[<prev] [next>] [<thread-prev] [thread-next>] [day] [month] [year] [list]
Message-ID: <ea8da512-73df-59ed-6c47-912dd9ef9dba@arm.com>
Date: Thu, 14 Sep 2023 16:53:12 +0200
From: Pierre Gondois <pierre.gondois@....com>
To: "Zhang, Rui" <rui.zhang@...el.com>,
"Lu, Aaron" <aaron.lu@...el.com>
Cc: "peterz@...radead.org" <peterz@...radead.org>,
"mingo@...hat.com" <mingo@...hat.com>,
"Pandruvada, Srinivas" <srinivas.pandruvada@...el.com>,
"vincent.guittot@...aro.org" <vincent.guittot@...aro.org>,
"linux-kernel@...r.kernel.org" <linux-kernel@...r.kernel.org>,
"dietmar.eggemann@....com" <dietmar.eggemann@....com>,
"tj@...nel.org" <tj@...nel.org>
Subject: Re: [PATCH] sched/fair: Skip cpus with no sched domain attached
during NOHZ idle balance
On 9/14/23 11:23, Zhang, Rui wrote:
> Hi, Pierre,
>
>>
>> Yes right indeed,
>> This happens when putting a CPU offline (as you mentioned earlier,
>> putting a CPU offline clears the CPU in the idle_cpus_mask).
>>
>> The load balancing related variables
>
> including?
I meant the nohz idle variables in the load balancing, so I was referring to:
(struct sched_domain_shared).nr_busy_cpus
(struct sched_domain).nohz_idle
nohz.idle_cpus_mask
nohz.nr_cpus
(struct rq).nohz_tick_stopped
>
>> are unused if a CPU has a NULL
>> rq as it cannot pull any task. Ideally we should clear them once,
>> when attaching a NULL sd to the CPU.
>
> This sounds good to me. But TBH, I don't have enough confidence to do
> so because I'm not crystal clear about how these variables are used.
>
> Some questions about the code below.
>>
>> The following snipped should do that and solve the issue you
>> mentioned:
>> --- snip ---
>> --- a/include/linux/sched/nohz.h
>> +++ b/include/linux/sched/nohz.h
>> @@ -9,8 +9,10 @@
>> #if defined(CONFIG_SMP) && defined(CONFIG_NO_HZ_COMMON)

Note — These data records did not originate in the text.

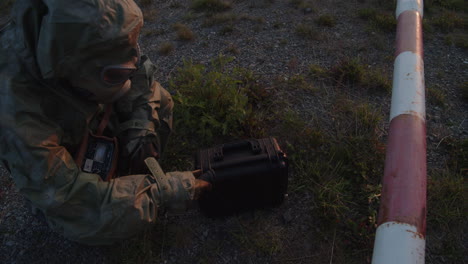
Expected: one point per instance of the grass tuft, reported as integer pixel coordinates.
(183, 32)
(307, 31)
(166, 48)
(211, 5)
(326, 21)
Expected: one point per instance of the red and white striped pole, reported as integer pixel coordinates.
(400, 236)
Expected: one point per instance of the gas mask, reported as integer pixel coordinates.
(104, 82)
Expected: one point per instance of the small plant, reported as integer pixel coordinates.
(211, 5)
(166, 48)
(219, 18)
(318, 71)
(307, 31)
(301, 4)
(210, 100)
(378, 21)
(233, 49)
(326, 20)
(183, 32)
(349, 71)
(459, 40)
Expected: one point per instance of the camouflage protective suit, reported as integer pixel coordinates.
(43, 118)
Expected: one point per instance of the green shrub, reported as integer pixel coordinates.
(211, 101)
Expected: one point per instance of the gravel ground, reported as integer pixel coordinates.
(262, 38)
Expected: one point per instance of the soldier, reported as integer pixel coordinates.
(82, 120)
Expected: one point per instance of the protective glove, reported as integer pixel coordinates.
(175, 191)
(137, 146)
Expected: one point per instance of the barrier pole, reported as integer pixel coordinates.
(401, 231)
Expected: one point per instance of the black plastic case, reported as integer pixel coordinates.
(249, 174)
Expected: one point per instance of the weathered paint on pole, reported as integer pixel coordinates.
(400, 236)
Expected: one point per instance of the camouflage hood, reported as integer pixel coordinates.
(60, 37)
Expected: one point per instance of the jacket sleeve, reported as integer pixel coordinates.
(80, 205)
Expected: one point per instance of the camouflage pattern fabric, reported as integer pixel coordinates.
(43, 119)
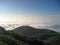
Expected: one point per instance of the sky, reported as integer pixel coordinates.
(30, 12)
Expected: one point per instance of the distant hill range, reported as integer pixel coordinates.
(27, 35)
(33, 32)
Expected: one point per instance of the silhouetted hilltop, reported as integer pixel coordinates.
(32, 32)
(27, 35)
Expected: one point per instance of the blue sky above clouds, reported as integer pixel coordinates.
(30, 11)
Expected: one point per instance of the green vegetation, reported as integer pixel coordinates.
(27, 35)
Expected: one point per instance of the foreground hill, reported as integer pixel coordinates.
(29, 31)
(32, 36)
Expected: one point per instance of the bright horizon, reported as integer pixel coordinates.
(30, 12)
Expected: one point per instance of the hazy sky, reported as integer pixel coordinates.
(34, 12)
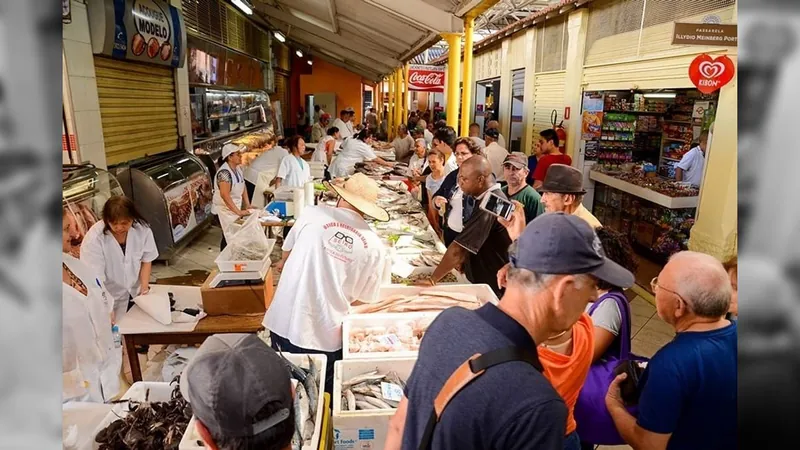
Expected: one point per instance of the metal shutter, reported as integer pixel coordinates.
(137, 108)
(548, 95)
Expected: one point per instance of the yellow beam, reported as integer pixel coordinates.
(466, 106)
(453, 78)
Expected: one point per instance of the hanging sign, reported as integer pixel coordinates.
(149, 31)
(426, 78)
(710, 74)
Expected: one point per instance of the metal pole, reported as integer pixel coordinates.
(466, 100)
(453, 77)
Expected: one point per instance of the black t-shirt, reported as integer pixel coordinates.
(511, 406)
(487, 242)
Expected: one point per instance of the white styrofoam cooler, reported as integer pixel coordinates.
(190, 437)
(225, 264)
(363, 429)
(381, 320)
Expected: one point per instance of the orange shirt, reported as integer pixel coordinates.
(567, 373)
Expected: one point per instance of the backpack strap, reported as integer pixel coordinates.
(467, 372)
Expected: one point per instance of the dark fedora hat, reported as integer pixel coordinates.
(563, 179)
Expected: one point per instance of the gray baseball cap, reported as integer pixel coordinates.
(563, 244)
(230, 379)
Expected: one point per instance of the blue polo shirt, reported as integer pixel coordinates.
(510, 406)
(690, 391)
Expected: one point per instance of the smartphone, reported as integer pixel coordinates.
(497, 206)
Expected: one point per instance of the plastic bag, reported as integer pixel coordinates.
(249, 243)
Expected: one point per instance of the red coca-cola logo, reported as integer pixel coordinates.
(430, 78)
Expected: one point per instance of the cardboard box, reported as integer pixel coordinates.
(237, 300)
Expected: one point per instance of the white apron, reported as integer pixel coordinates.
(218, 206)
(91, 361)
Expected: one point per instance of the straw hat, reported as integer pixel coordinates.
(362, 192)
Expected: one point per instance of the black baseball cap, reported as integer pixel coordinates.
(230, 379)
(564, 244)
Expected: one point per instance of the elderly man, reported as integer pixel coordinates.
(515, 170)
(495, 125)
(481, 247)
(320, 129)
(563, 191)
(689, 396)
(548, 289)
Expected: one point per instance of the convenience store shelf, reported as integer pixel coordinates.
(647, 194)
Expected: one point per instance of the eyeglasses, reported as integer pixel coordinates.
(654, 285)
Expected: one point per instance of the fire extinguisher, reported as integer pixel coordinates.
(560, 131)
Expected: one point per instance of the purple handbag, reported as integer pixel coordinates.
(595, 425)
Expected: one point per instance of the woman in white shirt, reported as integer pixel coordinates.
(326, 146)
(293, 171)
(91, 360)
(120, 249)
(355, 150)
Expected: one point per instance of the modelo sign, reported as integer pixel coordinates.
(139, 30)
(426, 78)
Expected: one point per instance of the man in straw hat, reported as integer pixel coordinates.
(562, 191)
(330, 259)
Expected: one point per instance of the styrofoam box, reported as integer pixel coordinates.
(225, 264)
(159, 392)
(190, 437)
(363, 429)
(381, 320)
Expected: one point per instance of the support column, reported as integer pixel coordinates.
(715, 229)
(398, 89)
(578, 26)
(467, 91)
(453, 78)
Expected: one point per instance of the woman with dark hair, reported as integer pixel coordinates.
(355, 150)
(120, 249)
(293, 171)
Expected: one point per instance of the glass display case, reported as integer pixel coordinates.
(173, 192)
(84, 191)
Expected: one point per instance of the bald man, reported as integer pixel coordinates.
(481, 249)
(689, 395)
(495, 125)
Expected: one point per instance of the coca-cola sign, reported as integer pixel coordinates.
(426, 78)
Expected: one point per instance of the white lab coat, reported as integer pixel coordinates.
(218, 206)
(117, 271)
(91, 361)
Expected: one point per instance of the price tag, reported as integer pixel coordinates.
(389, 339)
(391, 392)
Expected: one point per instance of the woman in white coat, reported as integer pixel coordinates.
(230, 200)
(91, 360)
(120, 249)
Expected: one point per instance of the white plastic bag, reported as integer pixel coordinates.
(250, 242)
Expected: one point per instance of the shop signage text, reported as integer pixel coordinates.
(140, 30)
(426, 78)
(705, 34)
(710, 74)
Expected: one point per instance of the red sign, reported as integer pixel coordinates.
(426, 78)
(710, 74)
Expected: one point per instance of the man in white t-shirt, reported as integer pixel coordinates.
(331, 258)
(495, 153)
(690, 169)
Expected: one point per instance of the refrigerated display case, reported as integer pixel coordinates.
(84, 191)
(173, 191)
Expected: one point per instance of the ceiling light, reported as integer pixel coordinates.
(243, 5)
(660, 95)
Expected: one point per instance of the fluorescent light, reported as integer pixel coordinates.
(660, 95)
(243, 6)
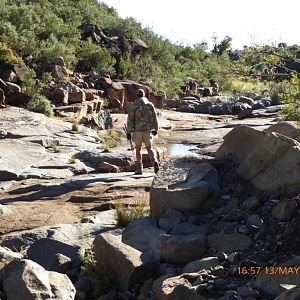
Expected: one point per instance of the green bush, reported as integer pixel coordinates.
(8, 55)
(40, 104)
(291, 98)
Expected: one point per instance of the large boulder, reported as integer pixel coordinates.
(273, 166)
(175, 288)
(240, 141)
(44, 251)
(185, 185)
(149, 244)
(229, 243)
(120, 261)
(288, 129)
(190, 247)
(26, 280)
(16, 156)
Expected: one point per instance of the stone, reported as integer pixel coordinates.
(250, 203)
(175, 288)
(288, 129)
(204, 263)
(44, 252)
(190, 179)
(106, 167)
(149, 244)
(245, 113)
(77, 235)
(190, 247)
(6, 257)
(167, 224)
(187, 228)
(276, 155)
(18, 155)
(120, 261)
(255, 220)
(2, 99)
(285, 210)
(229, 243)
(240, 141)
(13, 87)
(246, 100)
(272, 284)
(27, 280)
(60, 263)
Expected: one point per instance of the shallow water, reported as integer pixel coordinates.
(178, 149)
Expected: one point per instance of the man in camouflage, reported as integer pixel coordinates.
(143, 125)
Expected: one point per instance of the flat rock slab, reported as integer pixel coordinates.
(16, 156)
(229, 243)
(186, 185)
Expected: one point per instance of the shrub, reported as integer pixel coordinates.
(292, 99)
(128, 213)
(8, 55)
(40, 104)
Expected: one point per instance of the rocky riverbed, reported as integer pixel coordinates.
(230, 211)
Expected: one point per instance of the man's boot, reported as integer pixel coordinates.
(138, 168)
(156, 166)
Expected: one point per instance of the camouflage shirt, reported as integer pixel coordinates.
(142, 116)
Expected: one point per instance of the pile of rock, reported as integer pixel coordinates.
(220, 105)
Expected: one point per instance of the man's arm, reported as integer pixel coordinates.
(130, 119)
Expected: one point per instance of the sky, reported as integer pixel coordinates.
(247, 22)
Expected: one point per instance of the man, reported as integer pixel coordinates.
(142, 124)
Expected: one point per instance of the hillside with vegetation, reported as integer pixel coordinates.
(34, 32)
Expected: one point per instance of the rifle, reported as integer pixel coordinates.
(130, 141)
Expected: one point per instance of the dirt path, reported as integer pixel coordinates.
(34, 202)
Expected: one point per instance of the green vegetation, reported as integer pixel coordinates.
(291, 97)
(110, 139)
(37, 31)
(128, 213)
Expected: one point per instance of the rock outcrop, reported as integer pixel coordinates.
(185, 185)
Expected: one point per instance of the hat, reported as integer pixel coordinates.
(140, 93)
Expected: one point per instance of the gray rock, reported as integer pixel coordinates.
(246, 100)
(255, 220)
(288, 129)
(167, 224)
(190, 247)
(44, 252)
(246, 113)
(183, 178)
(240, 141)
(198, 265)
(229, 243)
(276, 155)
(250, 203)
(121, 261)
(174, 288)
(80, 235)
(27, 281)
(149, 244)
(285, 210)
(187, 228)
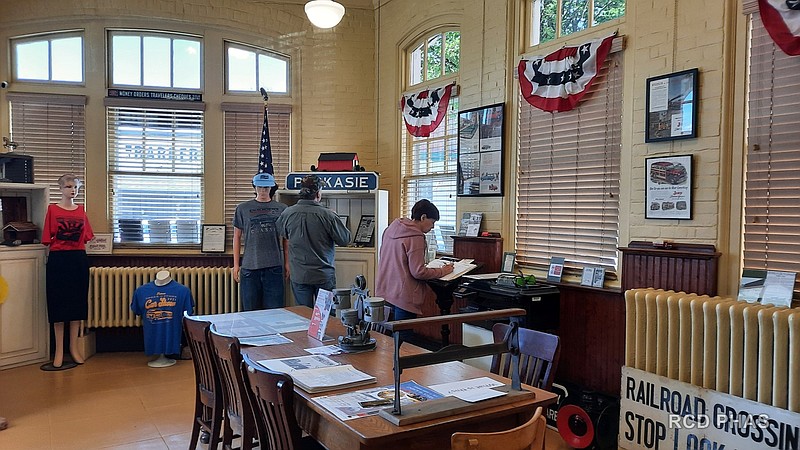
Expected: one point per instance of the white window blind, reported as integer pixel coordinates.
(772, 217)
(243, 125)
(429, 172)
(568, 183)
(52, 129)
(155, 170)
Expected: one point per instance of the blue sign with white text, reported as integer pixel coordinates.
(339, 181)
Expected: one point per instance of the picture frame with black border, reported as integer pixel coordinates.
(213, 238)
(598, 277)
(587, 278)
(509, 258)
(365, 230)
(480, 151)
(668, 187)
(671, 106)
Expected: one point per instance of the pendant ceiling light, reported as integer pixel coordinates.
(324, 13)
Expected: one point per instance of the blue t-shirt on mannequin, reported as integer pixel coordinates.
(161, 303)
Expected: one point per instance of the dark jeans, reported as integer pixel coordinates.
(261, 288)
(306, 294)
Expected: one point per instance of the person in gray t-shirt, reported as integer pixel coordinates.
(312, 231)
(263, 267)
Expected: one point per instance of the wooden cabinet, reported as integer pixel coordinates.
(485, 250)
(23, 314)
(24, 328)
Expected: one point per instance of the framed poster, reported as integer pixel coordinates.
(480, 151)
(213, 239)
(668, 187)
(671, 106)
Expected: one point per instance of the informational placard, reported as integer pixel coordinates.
(213, 239)
(661, 413)
(101, 244)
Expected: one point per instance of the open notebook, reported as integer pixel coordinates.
(318, 373)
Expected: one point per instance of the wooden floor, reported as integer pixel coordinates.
(113, 401)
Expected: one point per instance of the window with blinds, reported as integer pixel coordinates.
(568, 181)
(155, 171)
(52, 129)
(429, 172)
(771, 216)
(243, 126)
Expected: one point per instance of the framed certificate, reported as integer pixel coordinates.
(213, 239)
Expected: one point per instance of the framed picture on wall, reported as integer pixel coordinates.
(671, 106)
(668, 187)
(480, 151)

>> extern void nohz_balance_enter_idle(int cpu);
>> extern int get_nohz_timer_target(void);
>> +extern void nohz_clean_sd_state(int cpu);
>> #else
>> static inline void nohz_balance_enter_idle(int cpu) { }
>> +static inline void nohz_clean_sd_state(int cpu) { }
>> #endif
>>
>> #ifdef CONFIG_NO_HZ_COMMON
>> diff --git a/kernel/sched/fair.c b/kernel/sched/fair.c
>> index b3e25be58e2b..6fcabe5d08f5 100644
>> --- a/kernel/sched/fair.c
>> +++ b/kernel/sched/fair.c
>> @@ -11525,6 +11525,9 @@ void nohz_balance_exit_idle(struct rq *rq)
>> {
>> SCHED_WARN_ON(rq != this_rq());
>>
>> + if (on_null_domain(rq))
>> + return;
>> +
>> if (likely(!rq->nohz_tick_stopped))
>> return;
>>
> if we force clearing rq->nohz_tick_stopped when detaching domain, why
> bother adding the first check?
Yes you're right. I added this check for safety, but this is not
mandatory.
>
>>
>> @@ -11551,6 +11554,17 @@ static void set_cpu_sd_state_idle(int cpu)
>> rcu_read_unlock();
>> }
>>
>> +void nohz_clean_sd_state(int cpu) {
>> + struct rq *rq = cpu_rq(cpu);
>> +
>> + rq->nohz_tick_stopped = 0;
>> + if (cpumask_test_cpu(cpu, nohz.idle_cpus_mask)) {
>> + cpumask_clear_cpu(cpu, nohz.idle_cpus_mask);
>> + atomic_dec(&nohz.nr_cpus);
>> + }
>> + set_cpu_sd_state_idle(cpu);
>> +}
>> +
>
> detach_destroy_domains
> cpu_attach_domain
> update_top_cache_domain
>
> as we clears per_cpu(sd_llc, cpu) for the isolated cpu in
> cpu_attach_domain(), set_cpu_sd_state_idle() seems to be a no-op here,
> no?
Yes you're right, cpu_attach_domain() and nohz_clean_sd_state() calls
have to be inverted to avoid what you just described.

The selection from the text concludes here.